Suppose a patient presents with a vascular surgeon's order to perform single-level segmental Doppler waveform analyses of both the upper and lower extremities. Should you report one unit of 93922, or should you append a modifier to denote that the physician studied more than one extremity?

Because 93922's descriptor notes "upper or lower extremity arteries," the code does not include studies of more than one extremity. According to the June 2001 CPT Assistant, if the physician performs complete studies on two extremities, you should report two units of the code, "once for the upper extremities and once for the lower." Your carrier should not require you to append any modifiers.

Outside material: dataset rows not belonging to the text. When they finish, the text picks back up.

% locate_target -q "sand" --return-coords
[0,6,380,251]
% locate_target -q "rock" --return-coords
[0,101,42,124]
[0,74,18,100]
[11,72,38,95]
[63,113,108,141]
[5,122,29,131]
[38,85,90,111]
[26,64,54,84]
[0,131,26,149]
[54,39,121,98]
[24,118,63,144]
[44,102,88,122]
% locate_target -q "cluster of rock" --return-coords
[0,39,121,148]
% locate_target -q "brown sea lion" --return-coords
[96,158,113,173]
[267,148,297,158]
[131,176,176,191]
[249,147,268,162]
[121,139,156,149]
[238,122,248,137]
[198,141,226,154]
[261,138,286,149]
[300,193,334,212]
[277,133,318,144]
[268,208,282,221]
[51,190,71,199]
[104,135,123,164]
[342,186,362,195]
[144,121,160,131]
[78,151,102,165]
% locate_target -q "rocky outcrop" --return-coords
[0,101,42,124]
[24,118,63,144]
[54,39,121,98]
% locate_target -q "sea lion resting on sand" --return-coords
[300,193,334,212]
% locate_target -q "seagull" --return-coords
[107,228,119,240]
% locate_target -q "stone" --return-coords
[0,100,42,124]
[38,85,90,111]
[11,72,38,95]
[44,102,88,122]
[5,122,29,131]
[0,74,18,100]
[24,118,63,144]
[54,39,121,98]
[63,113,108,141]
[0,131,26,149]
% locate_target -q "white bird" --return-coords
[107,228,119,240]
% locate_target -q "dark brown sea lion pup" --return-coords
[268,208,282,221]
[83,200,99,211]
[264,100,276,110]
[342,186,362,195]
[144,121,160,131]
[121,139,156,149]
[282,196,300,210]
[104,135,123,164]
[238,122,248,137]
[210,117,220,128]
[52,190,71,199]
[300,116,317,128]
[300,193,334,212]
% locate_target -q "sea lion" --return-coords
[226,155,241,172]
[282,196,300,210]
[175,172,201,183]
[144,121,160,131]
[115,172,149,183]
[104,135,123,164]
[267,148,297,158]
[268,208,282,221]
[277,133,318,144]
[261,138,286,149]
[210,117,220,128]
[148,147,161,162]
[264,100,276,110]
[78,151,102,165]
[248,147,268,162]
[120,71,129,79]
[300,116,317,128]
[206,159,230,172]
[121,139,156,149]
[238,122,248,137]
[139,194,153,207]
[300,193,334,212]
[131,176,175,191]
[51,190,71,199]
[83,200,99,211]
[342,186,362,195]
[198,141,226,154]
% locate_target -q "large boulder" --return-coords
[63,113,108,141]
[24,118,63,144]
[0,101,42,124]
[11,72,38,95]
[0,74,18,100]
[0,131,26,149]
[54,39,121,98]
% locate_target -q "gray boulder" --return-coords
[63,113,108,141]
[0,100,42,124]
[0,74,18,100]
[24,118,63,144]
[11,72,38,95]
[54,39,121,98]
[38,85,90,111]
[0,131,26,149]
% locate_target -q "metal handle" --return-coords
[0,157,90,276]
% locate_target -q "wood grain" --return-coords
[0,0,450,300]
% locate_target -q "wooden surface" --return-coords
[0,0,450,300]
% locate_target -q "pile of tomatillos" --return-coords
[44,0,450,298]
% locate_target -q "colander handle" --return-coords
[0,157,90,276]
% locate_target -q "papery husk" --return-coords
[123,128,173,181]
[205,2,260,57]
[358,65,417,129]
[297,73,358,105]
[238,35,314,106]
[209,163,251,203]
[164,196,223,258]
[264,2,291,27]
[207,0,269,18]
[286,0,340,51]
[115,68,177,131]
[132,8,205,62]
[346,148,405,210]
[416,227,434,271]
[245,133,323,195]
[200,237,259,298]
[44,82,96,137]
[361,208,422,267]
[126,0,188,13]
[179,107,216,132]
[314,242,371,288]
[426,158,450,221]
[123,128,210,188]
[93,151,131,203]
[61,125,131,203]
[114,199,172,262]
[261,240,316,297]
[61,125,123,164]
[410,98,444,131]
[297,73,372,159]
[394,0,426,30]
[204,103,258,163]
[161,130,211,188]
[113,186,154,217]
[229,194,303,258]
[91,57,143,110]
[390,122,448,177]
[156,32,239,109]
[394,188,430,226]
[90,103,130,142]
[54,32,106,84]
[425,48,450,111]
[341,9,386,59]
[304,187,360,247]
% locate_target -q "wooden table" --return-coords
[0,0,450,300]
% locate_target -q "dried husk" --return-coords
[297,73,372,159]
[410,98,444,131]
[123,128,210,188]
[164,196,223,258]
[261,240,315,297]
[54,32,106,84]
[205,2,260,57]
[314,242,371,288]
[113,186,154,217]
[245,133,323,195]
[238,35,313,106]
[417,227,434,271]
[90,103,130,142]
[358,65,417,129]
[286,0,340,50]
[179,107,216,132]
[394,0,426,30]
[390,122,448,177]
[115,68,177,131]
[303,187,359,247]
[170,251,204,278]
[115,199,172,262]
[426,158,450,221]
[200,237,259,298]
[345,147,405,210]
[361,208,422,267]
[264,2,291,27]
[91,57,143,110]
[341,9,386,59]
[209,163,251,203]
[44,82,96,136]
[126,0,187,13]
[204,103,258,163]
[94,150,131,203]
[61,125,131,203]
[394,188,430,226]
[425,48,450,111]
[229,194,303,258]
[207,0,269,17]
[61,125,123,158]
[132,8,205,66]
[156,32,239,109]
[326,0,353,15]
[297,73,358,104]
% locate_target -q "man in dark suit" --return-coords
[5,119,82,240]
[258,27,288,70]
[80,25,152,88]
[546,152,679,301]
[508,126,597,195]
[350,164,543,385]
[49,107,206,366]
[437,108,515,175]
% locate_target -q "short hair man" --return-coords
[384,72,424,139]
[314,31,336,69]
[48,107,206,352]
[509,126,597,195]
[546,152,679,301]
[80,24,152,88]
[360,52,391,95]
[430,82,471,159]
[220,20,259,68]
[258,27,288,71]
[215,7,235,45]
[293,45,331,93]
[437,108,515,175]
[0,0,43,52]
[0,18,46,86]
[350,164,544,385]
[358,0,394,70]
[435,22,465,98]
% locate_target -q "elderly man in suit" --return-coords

Tip 4:Include Hand-Held Dopplers in E/M Charges

If your physician uses a hand-held Doppler device to measure a patient's ankle/brachial index (ABI), you cannot report 93922-93923. Although some coders see the reference to "ankle/brachial indices" in 93922's descriptor, this does not mean that you can report this code for devices that do not produce hard-copy output, such as the Pocket-Dop II or the Elite device.

"If the device does not permit analysis of biodirec-tional vascular flow or produce hard-copy output, insurers will consider the use of a simple hand-held device as part of the vascular system exam and will not separately reimburse it," says Roseanne R. Wholey, president of Roseanne R. Wholey and Associates, a medical reimbursement consulting firm in Oakmont, Pa.